Objective 2 - LocalVar tool creation
The justification for the functionality of LocalVar is included in the results of the first study objective. This section details the development of this functionality and other design choices for the LocalVar tool. A Flask web application architecture was chosen to allow integration of the various GA4GH Python modules created to provide VRS identifier generation functionality. Because this is typically less versatile than a JavaScript web application, an optional Dockerfile was also included to assist in environment setup.

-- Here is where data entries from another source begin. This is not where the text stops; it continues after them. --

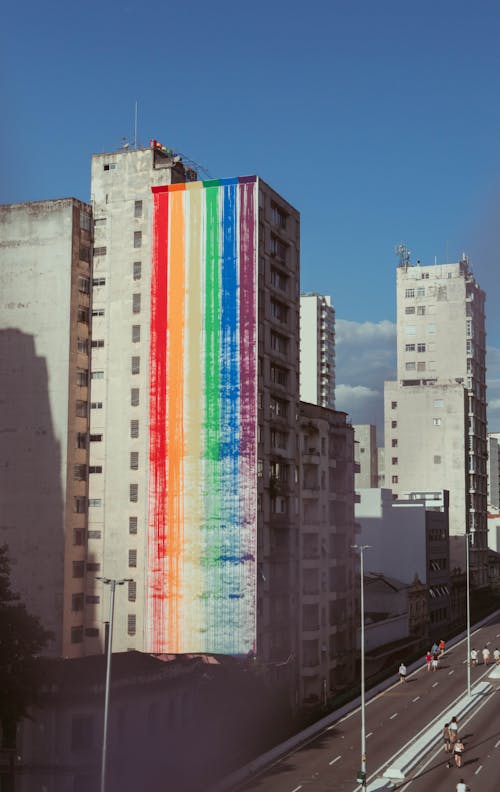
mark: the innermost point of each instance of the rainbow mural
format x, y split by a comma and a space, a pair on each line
202, 522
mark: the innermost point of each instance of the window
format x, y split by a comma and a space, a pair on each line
77, 602
131, 624
81, 408
82, 314
83, 284
278, 216
81, 440
82, 345
78, 568
80, 472
80, 504
76, 634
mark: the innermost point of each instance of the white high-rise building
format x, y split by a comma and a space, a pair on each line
435, 414
317, 350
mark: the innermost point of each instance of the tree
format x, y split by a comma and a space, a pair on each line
22, 637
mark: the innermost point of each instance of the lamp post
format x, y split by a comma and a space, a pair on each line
467, 566
113, 582
362, 773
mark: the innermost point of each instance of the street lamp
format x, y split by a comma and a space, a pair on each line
113, 582
362, 773
467, 565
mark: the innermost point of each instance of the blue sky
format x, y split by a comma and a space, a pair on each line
379, 121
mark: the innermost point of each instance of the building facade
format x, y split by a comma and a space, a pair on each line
328, 566
317, 350
45, 283
194, 393
435, 414
366, 456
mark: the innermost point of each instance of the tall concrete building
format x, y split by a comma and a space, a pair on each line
194, 379
45, 284
435, 414
366, 456
328, 577
317, 350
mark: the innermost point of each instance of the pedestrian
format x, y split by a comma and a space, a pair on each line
458, 751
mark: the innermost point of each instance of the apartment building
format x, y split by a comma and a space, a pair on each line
317, 350
329, 581
45, 284
365, 455
435, 414
194, 383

The tool was designed to be initialized with the upload of a .csv file representing a given institution’s variant collection. This format was chosen because it is a common export type of SQL databases, Excel, and other storage services that may be currently used by institutions that maintain variant collections. The tool was created to be institution-agnostic, so a prompt is provided for users to select the names of the column containing the HGVS expressions and the column containing the variant interpretations. This allows the tool to then automatically create VRS identifiers for each entry in the file and place them in a newly added “VRS” column. The merits of VRS identifiers and a justification for their inclusion are provided in the discussion section of this study. The VRS identifiers are generated using HGVS to VRS Allele identifier python code that is provided by the GA4GH vrs-python repository on GitHub17.
An integral part of the LocalVar functionality is the creation of “HGVS bins” that are subsequently used to detect synonyms and interpretation conflicts/updates. These bins are stored as a JSON object with the HGVS expression as the key and the unique collection ID and variant interpretation as values, as shown in Figure 1. If that HGVS expression is present in ClinVar, additional values are added to the bin as shown in Figure 2. These include the variationID associated with that HGVS expression, synonymous HGVS expressions stored in ClinVar (each associated with the same variationID), and the ClinVar interpretation for that variant. These bins are asynchronously updated by LocalVar with each monthly release of the ClinVar variant summary file (variant_summary_YYYY-MM.txt.gz , part of the ClinVar tab_delimited archive) which is where these ClinVar added data are taken from.
Edits can come from the acceptance of any of the suggestions mentioned above, from the addition (single or bulk) or deletion of variant entries, or be made manually to specific variant record fields. All of these edits made to variant records in the collection are time-stamped and stored by LocalVar using a JSON object with the unique collection identifier as key and edit events stored as values.